Rudolph Flesch suggested we plan a beginning, middle, and end. Sound advice.
The lead sentence should lead the reader in. The beginning paragraph should introduce the subject or subjects. Succeeding paragraphs should illuminate those subjects. An ending should wrap up the topic just discussed.
A lead sentence should be snappy and to the point.
“I don’t like peanut butter and jelly, I love it.”
The lead paragraph gets us ready for the individual points to be discussed. A quote is often helpful.

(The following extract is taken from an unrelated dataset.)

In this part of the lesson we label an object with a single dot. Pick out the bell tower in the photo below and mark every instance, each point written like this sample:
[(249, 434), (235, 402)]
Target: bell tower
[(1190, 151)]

“I don’t like peanut butter and jelly, I love it. James Garfield once said ‘Man cannot live by bread alone; he must have peanut butter.’ Aside from neglecting admiration for jelly, I heartily agree with the president’s remarks. In this article we’ll look at the roles that bread, jelly, and peanut butter play in forming this quintessential American sandwich.”
- A paragraph or two on bread.
- A paragraph or two on jelly.
- A paragraph or two on peanut butter.
- A paragraph or two on making the sandwich.
A concluding paragraph summarizes or pulls together the different elements of the essay. Adding a quote can help. Look for an appropriate one before writing the ending, so you can better shape your last paragraph. I see potential in this Anna D. Shapiro quotation:
“Everyone has the talent to some degree: even making a peanut butter and jelly sandwich, you know whether it tastes better to you with raspberry jam or grape jelly; on chewy pumpernickel or white toast.”
The ending is the second most important paragraph in an article. (The lead is the most important because you have to get the reader to read.) Without a proper ending you’ll leave readers dangling. If you can hook your last paragraph to the beginning, make it echo, very good. In my case here, I’ll leave you with another quote from Flesch. “Say what you have to say, then stop.”